“If you wake up at a different time in a different place, could you wake up as a different person?” I think about this quote every time I fly. I often wonder who I’m going to be when I land somewhere new. Because without fail, I’m always a slightly different person in a different place.
You might be thinking, that’s nonsense, I am who I am wherever I am. But that’s not exactly true, is it? The you that your mom knows is not exactly the same you your friends know or your lover knows or your colleagues know. You might be more talkative around certain people and more reserved around others. Some people bring out the best in you, some people bring out the worst. It’s likely that the people you like best are the ones that make you feel like your favorite version of yourself.
Places are a lot like people. They have their own personalities, ideals, customs… and by immersing yourself in them, they change you ever so slightly. Or rather, they make certain qualities more prominent than others. You’re simply not the same person in New York that you are in Tijuana. This is in large part because the people around you are behaving differently and treating you differently.
I hated Hong Kong for the same reason I’ve hated some jobs in my life. It brought out my most impatient irritable self. It made me feel introverted in a place where I couldn’t escape other people. It made me feel temperamental and restless. Not that I’m not normally all those things, but I’m those things to different degrees depending on what situation I’m in.
On the other hand, I loved Cambodia because it brought out some of my nicest qualities: thoughtfulness, consideration, friendliness. Other people’s kindness rubbed off on me. It also made me feel at ease, which as a terribly anxious person, is something I crave deeply. Because though everything is a little busy, there’s an underlying sense of reliability. People are where they say they’ll be and things happen when they’re supposed to.
Not all places will affect you the way they seem like they would. For example, Greece looks like heaven on earth, like a beautiful paradise where you wouldn’t have a care in the world. But in Greece, someone who has anxious tendencies like me would experience more of that, because nothing runs on time. You might think you missed your ferry because it’s an hour late or that your airport transfer won’t get you to your flight on time. And though it’s a beautiful paradise indeed, it’s not as relaxing.

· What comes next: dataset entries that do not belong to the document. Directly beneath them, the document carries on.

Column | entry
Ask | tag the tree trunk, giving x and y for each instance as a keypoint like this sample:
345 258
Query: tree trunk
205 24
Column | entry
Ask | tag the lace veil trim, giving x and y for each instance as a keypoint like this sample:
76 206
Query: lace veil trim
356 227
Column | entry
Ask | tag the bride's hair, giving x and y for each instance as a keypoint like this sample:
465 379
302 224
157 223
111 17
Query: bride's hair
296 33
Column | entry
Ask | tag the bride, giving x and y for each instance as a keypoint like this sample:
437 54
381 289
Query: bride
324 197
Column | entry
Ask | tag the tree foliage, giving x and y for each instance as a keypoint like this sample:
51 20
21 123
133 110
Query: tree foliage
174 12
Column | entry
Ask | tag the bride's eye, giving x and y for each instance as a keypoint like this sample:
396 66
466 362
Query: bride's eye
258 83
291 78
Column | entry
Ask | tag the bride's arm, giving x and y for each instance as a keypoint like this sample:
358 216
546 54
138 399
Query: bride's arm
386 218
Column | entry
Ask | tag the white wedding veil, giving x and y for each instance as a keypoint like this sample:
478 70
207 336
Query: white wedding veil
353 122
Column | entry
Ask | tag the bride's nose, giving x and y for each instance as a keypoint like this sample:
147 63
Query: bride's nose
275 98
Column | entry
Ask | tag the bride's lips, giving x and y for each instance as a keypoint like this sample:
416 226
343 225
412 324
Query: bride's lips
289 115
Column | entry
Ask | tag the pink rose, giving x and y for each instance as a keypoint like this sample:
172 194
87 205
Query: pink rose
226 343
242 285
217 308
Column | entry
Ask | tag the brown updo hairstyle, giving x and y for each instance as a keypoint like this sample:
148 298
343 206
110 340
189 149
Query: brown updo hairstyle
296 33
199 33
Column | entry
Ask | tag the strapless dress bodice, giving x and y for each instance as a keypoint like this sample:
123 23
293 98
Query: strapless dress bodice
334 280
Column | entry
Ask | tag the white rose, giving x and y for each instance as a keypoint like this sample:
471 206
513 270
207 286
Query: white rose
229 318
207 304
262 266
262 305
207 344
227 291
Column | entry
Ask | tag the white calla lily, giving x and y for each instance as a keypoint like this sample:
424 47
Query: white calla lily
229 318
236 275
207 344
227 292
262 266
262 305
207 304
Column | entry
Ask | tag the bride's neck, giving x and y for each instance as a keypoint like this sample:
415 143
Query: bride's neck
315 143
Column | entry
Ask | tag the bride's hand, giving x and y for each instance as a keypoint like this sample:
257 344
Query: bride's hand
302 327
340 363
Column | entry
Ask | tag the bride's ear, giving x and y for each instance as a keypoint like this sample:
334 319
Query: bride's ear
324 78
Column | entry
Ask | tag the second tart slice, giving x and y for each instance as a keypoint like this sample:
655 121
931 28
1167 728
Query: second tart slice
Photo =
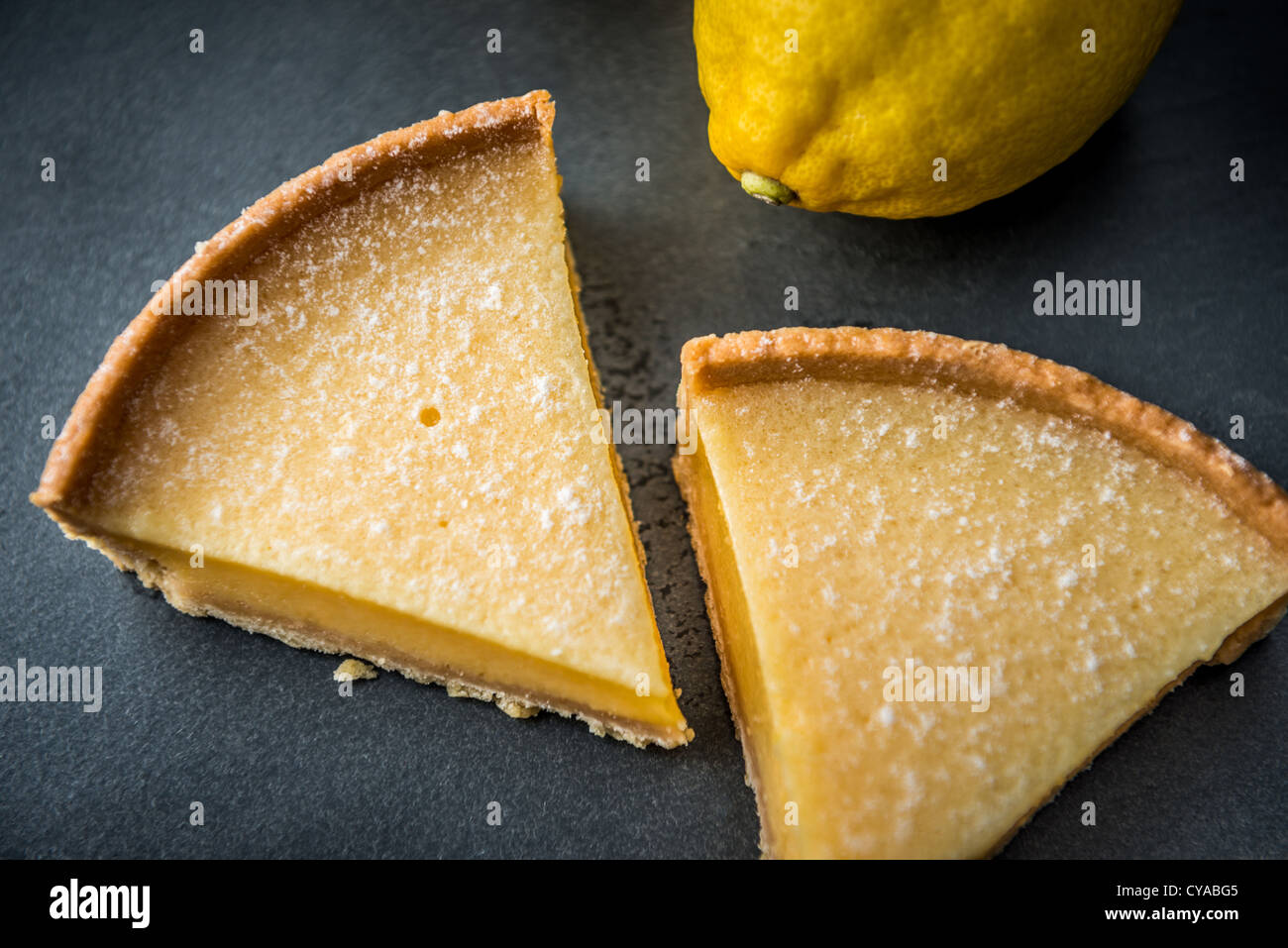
943 575
391 455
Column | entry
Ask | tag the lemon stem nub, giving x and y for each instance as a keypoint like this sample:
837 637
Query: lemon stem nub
767 188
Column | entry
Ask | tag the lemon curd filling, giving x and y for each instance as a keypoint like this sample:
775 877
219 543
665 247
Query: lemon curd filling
857 532
393 459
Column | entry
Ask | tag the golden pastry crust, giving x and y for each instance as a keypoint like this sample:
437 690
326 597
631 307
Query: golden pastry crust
91 430
988 369
898 356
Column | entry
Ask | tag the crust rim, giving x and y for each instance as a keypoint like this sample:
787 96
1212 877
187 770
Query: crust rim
713 363
917 357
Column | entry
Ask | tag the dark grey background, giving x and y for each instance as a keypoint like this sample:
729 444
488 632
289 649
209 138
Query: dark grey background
158 149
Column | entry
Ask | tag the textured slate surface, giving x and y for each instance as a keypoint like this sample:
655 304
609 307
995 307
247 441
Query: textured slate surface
158 149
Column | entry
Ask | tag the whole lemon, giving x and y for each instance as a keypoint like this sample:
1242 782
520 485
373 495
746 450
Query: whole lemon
906 108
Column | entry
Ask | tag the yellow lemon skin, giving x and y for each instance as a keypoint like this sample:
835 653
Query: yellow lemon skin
858 106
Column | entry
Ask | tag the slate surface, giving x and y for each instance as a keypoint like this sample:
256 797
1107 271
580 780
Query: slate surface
158 147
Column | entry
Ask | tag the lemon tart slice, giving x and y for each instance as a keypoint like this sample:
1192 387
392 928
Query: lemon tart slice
357 420
943 575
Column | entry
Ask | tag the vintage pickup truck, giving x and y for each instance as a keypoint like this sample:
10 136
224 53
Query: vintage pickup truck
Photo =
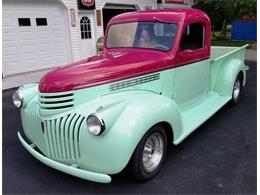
156 81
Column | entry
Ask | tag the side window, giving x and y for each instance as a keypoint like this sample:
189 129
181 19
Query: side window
193 37
85 28
24 21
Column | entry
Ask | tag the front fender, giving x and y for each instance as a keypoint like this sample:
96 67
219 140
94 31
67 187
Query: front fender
110 152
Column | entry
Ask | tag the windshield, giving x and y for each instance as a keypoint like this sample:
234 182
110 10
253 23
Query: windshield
151 35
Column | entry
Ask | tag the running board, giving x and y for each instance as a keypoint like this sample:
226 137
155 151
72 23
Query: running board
197 115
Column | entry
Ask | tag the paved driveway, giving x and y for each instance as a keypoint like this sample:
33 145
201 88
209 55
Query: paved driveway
219 158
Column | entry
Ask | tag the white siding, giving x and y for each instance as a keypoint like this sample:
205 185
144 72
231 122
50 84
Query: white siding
34 47
74 31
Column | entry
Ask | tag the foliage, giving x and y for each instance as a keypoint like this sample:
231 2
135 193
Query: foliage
223 12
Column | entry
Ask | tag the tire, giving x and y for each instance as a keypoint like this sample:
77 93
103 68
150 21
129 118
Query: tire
237 88
149 154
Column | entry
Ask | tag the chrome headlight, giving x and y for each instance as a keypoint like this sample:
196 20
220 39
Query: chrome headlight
95 124
17 99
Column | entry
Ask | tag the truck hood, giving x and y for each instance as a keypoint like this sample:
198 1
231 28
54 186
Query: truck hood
104 68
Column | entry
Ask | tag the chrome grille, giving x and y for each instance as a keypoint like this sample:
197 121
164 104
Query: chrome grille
62 137
56 101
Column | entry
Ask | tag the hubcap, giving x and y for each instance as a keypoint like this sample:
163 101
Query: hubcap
153 152
236 90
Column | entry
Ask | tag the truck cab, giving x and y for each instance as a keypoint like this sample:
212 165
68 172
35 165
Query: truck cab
157 80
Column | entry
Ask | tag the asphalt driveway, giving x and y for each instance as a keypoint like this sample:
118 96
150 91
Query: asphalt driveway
218 158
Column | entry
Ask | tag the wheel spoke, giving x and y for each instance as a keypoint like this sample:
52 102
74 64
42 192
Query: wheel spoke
153 152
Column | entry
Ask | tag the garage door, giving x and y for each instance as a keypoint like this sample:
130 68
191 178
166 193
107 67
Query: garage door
35 35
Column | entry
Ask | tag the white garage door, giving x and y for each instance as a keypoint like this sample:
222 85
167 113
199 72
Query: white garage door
35 35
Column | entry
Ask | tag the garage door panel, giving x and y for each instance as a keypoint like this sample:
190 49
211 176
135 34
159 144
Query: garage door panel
30 48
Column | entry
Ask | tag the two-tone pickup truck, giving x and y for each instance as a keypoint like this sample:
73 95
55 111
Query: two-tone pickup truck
156 81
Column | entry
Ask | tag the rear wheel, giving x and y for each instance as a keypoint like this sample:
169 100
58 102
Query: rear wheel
149 154
237 90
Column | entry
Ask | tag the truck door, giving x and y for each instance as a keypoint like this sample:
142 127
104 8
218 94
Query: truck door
191 77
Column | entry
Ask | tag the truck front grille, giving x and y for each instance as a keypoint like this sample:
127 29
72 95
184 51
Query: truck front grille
62 136
56 138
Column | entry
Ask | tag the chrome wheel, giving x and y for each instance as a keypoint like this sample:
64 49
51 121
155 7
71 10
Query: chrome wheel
153 152
236 90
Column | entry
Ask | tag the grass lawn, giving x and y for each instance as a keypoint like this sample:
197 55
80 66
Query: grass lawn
252 44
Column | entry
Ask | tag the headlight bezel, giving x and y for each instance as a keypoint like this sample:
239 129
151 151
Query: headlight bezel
92 128
17 99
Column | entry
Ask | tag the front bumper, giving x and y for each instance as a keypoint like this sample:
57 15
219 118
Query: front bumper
72 170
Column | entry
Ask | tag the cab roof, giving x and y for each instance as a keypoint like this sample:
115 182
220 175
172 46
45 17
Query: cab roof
166 15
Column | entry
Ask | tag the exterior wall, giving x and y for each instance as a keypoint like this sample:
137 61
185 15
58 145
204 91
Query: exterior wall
74 31
74 36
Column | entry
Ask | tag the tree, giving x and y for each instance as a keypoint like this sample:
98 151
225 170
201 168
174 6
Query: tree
223 12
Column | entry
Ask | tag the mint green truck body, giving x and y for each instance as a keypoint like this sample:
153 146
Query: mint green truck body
180 99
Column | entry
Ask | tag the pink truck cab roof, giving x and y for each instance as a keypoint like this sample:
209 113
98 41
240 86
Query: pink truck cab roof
123 63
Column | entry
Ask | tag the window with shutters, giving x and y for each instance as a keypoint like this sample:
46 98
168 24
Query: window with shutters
85 28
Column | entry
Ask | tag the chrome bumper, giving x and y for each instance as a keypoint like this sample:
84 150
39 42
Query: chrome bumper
72 170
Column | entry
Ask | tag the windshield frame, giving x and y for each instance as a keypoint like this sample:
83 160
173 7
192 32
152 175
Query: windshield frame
140 21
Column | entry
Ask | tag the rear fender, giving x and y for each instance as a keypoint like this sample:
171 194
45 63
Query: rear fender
133 115
227 75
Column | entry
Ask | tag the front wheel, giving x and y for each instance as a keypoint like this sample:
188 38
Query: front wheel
149 154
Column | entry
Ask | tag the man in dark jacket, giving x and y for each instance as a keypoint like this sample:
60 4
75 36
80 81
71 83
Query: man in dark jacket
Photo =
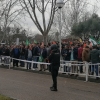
95 58
35 54
54 59
16 55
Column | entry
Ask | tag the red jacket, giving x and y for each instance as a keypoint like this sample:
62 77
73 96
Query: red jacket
80 50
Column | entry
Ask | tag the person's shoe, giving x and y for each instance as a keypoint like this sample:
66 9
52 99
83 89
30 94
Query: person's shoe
53 89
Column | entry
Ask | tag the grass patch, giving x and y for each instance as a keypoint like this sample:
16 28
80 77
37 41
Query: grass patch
2 97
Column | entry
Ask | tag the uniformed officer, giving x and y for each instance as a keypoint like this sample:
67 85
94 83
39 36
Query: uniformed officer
54 59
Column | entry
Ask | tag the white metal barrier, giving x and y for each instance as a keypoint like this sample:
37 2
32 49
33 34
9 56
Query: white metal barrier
67 67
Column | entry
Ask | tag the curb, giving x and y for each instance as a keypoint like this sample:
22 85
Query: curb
48 73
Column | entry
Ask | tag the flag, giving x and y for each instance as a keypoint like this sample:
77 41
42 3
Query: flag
80 40
27 42
53 42
35 41
93 41
98 41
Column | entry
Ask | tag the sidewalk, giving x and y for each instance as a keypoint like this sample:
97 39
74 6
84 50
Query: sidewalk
23 85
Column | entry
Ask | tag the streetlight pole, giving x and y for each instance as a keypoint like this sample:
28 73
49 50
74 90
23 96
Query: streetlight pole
60 4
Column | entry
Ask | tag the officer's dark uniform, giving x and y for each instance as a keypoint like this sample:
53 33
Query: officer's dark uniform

If you think carefully about the vacations you’ve loved most, in all likelihood, it’s not necessarily because of what you did or saw, but because of how you felt and whether or not you liked the version of yourself you became while you were there.
As much as I love joking about it, I didn’t hate Peru because I got sick there. I hated Peru because when I was sick, I was price gouged on medication, and I was swindled repeatedly trying to get a cab and had to walk home when I felt like absolute hell. I hated it because it brought out my worst qualities as a human being: mistrust (that’s justified), anger, and selfishness. I know I’ll never truly enjoy a vacation in a place like that for the same reason I can’t live in Miami. Because on top of being all those horrible things to varying degrees, I’m also competitive. So when someone is an asshole, it makes me want to be a bigger one. Those places make me cruel, vindictive, and slightly sociopathic.
The places I’ve loved most have elicited the best of my nature, like Iceland, which brought out all my curiosity and adventurousness. And Thailand and Cambodia which enhance my ability to see the best in people and to be compassionate. I loved Japan because it’s culturally acceptable to be child-like and playful as I am, to buy food because it looks cute or to spend three hours at an arcade in the middle of the day. I love Prague, because I feel like I’m more genuine in my day to day interactions, because everyone else is. It also makes me feel kind, grounded, and calm.
We would all do well to do a little introspection when we plan trips. Rely less on external factors like how a place looks or a generic list of activities to do there. Instead, consider who you might become when you travel there and whether or not that’s someone you want to be.